巡礼者、商人、職人が行き交った中世の交通路
ディルイーヤ遺跡では、金製品だけでなく、同時代の生活を示す多くの痕跡も見つかっています。
発掘では、石造りの建物の基礎、泥壁、炉跡、漆喰で仕上げられた部屋、土器、金属製の道具などが確認されました。
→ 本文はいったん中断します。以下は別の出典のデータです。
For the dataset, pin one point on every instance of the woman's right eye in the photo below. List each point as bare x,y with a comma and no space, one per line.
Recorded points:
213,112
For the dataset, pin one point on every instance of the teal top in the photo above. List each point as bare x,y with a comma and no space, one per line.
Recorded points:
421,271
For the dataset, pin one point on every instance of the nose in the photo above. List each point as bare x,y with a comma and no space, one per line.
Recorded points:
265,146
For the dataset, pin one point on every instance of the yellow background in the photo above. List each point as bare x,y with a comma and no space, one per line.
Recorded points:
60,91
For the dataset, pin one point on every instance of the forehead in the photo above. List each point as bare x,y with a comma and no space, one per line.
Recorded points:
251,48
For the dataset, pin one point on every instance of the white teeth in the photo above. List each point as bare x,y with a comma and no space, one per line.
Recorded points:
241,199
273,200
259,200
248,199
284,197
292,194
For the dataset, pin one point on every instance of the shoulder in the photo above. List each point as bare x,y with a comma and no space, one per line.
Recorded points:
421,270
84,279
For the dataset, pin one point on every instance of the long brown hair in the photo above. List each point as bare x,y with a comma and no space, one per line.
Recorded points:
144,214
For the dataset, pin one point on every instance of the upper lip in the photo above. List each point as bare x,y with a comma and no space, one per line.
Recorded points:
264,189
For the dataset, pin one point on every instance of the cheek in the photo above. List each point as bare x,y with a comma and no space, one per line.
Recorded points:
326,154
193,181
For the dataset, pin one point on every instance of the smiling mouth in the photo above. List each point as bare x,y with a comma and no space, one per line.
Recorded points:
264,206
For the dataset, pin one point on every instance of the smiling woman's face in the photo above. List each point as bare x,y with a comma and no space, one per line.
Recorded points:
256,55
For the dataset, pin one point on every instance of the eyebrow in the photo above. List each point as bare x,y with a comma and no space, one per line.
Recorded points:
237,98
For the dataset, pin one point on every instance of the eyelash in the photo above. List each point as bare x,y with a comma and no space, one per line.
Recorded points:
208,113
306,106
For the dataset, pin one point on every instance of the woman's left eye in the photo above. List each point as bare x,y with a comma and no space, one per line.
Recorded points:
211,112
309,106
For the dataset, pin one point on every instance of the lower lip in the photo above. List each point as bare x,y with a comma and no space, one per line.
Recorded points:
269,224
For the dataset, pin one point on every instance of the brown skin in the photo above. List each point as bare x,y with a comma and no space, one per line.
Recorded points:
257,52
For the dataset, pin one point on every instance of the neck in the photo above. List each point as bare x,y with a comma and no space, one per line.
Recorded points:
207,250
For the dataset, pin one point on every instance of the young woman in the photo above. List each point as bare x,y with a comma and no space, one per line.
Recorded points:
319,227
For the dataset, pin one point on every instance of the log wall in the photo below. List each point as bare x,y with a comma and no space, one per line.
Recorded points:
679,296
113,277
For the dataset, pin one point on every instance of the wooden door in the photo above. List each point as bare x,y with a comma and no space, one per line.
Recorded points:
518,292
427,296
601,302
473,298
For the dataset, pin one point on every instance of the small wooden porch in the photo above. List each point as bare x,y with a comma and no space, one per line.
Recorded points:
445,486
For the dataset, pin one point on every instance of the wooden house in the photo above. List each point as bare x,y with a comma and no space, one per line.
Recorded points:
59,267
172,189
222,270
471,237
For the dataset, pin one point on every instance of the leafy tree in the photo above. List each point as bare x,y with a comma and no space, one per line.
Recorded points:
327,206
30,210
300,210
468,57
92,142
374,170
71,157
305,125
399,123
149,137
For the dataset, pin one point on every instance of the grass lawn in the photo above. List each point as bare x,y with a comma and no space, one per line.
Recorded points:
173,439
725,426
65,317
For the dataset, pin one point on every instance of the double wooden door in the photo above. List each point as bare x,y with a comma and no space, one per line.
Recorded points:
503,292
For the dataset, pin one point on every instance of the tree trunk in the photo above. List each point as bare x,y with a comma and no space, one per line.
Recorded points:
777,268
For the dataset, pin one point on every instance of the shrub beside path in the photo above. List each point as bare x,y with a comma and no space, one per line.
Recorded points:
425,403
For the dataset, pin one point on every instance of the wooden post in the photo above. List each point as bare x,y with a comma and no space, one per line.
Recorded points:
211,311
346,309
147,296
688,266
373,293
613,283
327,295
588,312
これらの遺構は、この場所が単なる一時的な通過地点ではなく、人々が暮らし、働き、物資をやり取りしていた集落だったことを示しています。
【ディルイーヤ遺跡の空撮画像がこちら】
アッバース朝は750年に成立し、その後、イスラム世界の文化や科学が大きく発展した時代を支えた王朝として知られています。
当時、メッカへの巡礼であるハッジは、信仰の旅であると同時に、人や物、情報が広く移動する機会でもありました。
巡礼路沿いの町や宿駅には、遠方から来た人々が立ち寄り、食料や水、道具、装身具、工芸品などが行き交っていたと考えられます。
今回見つかった約100点の金製品は、そうした中世イスラム世界の交流の一端を物語る存在です。
それが巡礼者の持ち物だったのか、裕福な住民の財産だったのか、あるいは交易品だったのかは、今後の調査を待つ必要があります。
しかし、土器の中に隠されていた金と宝石の装身具は、1200年前の人々がこの地を旅し、暮らし、祈り、商いをしていたことを静かに伝えています。
地中に眠っていた財宝は、単なる宝物ではありません。
それは、中世の巡礼路が信仰だけでなく、文化と技術を運ぶ道でもあったことを示す、小さく輝くタイムカプセルなのです。